In Victoria Station Bowie overheard a West Indian family calling “London bye ta-ta!” to relatives boarding a train out of town. And the song Bowie wrote with that title is, in part, about immigrant London: a city that, by the end of the ’60s, had a rising population of West Indians, various Africans, Pakistanis, Indians and other nationalities. Many of the newcomers had been members of the British Commonwealth or of its former colonies—the result was a new complexion for the UK (the BBC: in 1945, Britain’s non-white residents were in the low thousands, by 1970 they were approximately 1.4 million). Reaction was swift: Enoch Powell‘s notoriety (or infamy) began a month after Bowie first recorded “London Bye Ta-Ta,” one of several songs of the period to touch on immigration (not only was The Beatles’ “Get Back” originally a satire on Powell, the “get back to where you once belonged” addressed to Pakistanis, but “Ob-la-di, Ob-la-da”‘s title was coined by the Nigerian conga player Jimmy Scott, a friend of McCartney’s.)

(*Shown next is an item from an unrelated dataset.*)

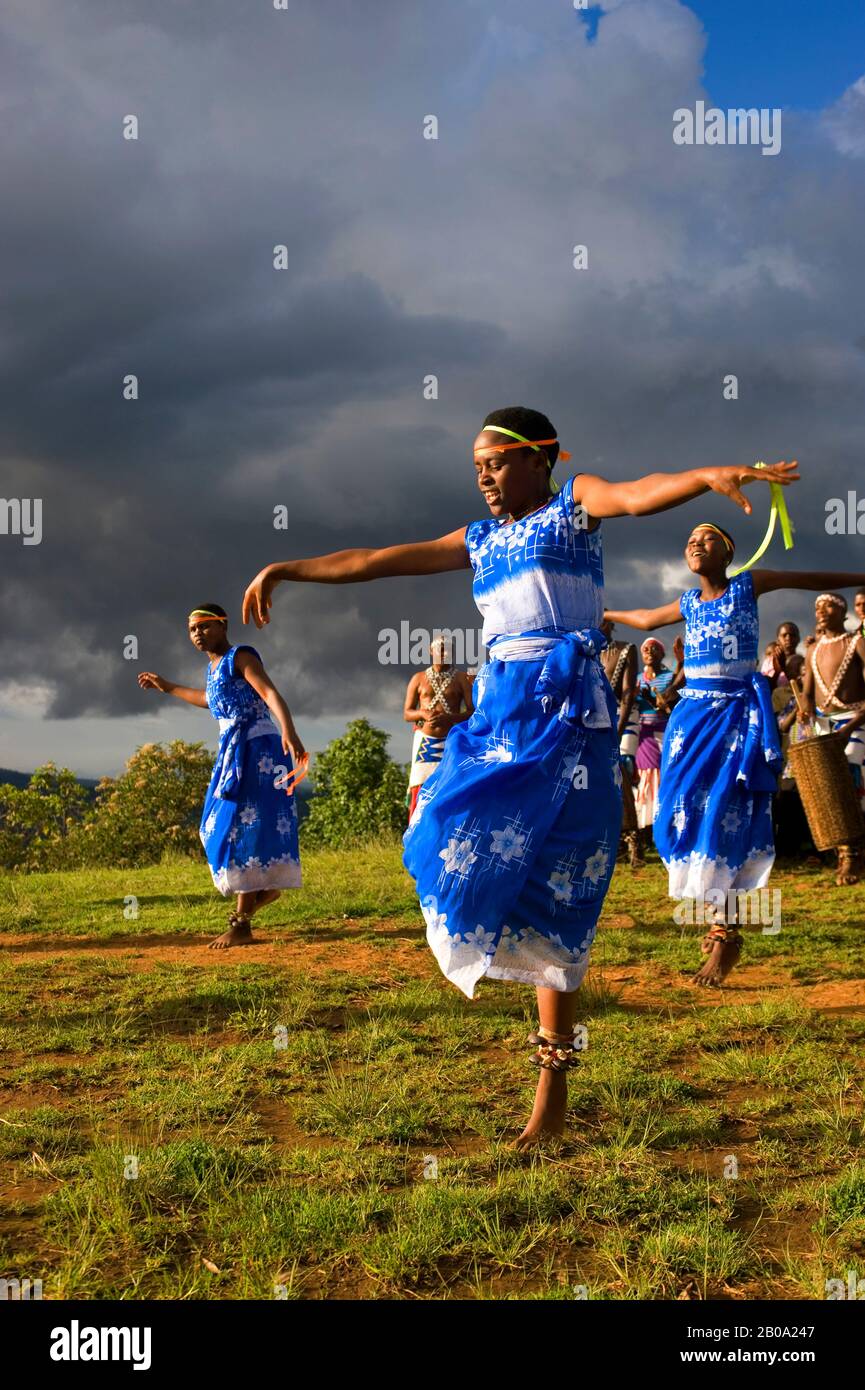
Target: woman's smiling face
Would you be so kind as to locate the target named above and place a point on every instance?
(707, 551)
(511, 480)
(206, 633)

One of Bowie’s prettiest ’60s songs, “London Bye Ta-Ta” is also the latest variation on Bowie’s provincials-come-to London theme, in the line of “Can’t Help Thinking About Me,” and “The London Boys.” What’s fine here is a broadening of perspective—two young bohemians meet and flirt, but the singer also realizes they’re part of a greater exodus, mere ripples in a sea of population change. Everyone flooding into town is looking for some form of renewal: a new name, a new face, a better job. “The poet in the clothes shop sold me curry for a pound,” the singer recalls in passing. London has become, seemingly overnight, a strange young town.

It’s a rewrite of “Threepenny Pierrot,” though Bowie greatly improves the song in revision. “Threepenny” is just a catchy chorus and a tinkly little verse; “London Bye Ta-Ta” keeps the chorus but the verse is now in three stages—first just four descending notes (“gi-gi-gi-gi,” “red light green light”) countered by four rising ones (“take me away,” “make up your mind”) punctuated by a clang, then four bars of developing melody (with a third chord, G, finally introduced—it’s only been D and C up to now). It leads to the verse’s final and loveliest four-bar section, in which a neat guitar riff anchors an upward sweep of Tony Visconti’s strings arrangement and, even higher, Bowie’s vocal.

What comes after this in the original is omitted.